But after a divisive debate late Tuesday, Israel's leadership backed away from hints of support for a truce proposal by France and pressed ahead with the airstrikes.

With troops and tanks massed along the Gaza border for a possible ground invasion, Israel's government authorized the mobilization of 2,500 army reservists to expand an earlier call-up of 6,500 soldiers.

Undeterred by waves of punishing attacks on its arsenal, command posts, rocket-launch sites, tunnels and weapons labs, Hamas fired deep into Israel on Wednesday, bringing daily life to a near-standstill for about half a million people in the southern part of the country.
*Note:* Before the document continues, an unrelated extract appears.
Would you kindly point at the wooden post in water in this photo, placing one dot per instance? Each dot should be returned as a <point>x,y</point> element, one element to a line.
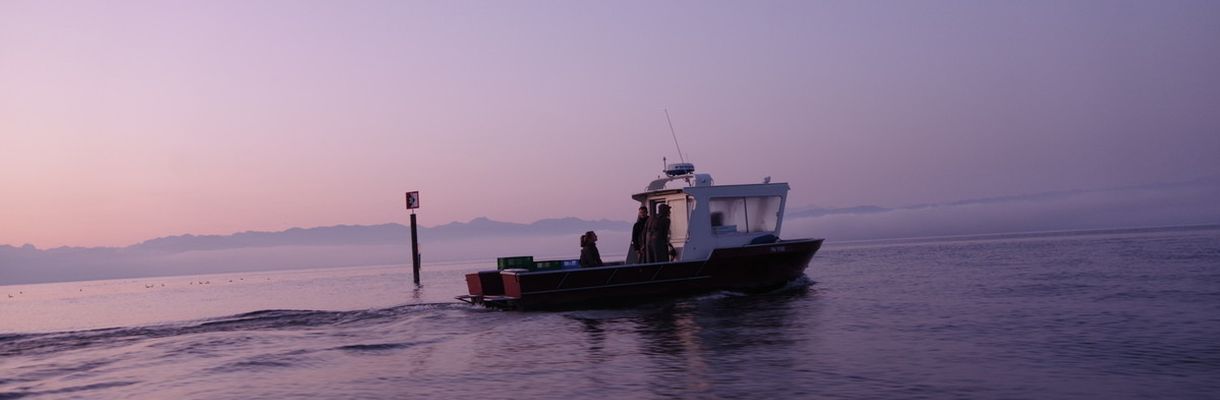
<point>415,250</point>
<point>412,201</point>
Three Israeli civilians and a soldier have been killed by rocket fire since Saturday; no serious casualties were reported Wednesday.

Hamas, which calls for destruction of the Jewish state, has intensified its rocket fire since Israel withdrew from Gaza in 2005. In mid-2007, the Islamic group seized control of the impoverished territory from the secular Fatah movement with which it had shared power in a government elected the previous year.

Israeli Prime Minister Ehud Olmert told a meeting of his security advisors that the French proposal lacked guarantees to ensure that Hamas would stop firing rockets and would be prevented from smuggling more weapons into Gaza through tunnels from Egypt.

"If conditions ripen and provide a diplomatic solution for ensuring a much better security reality in the south, we will consider it," Olmert said, according to Israel's Ynet news website. "But we are not there yet."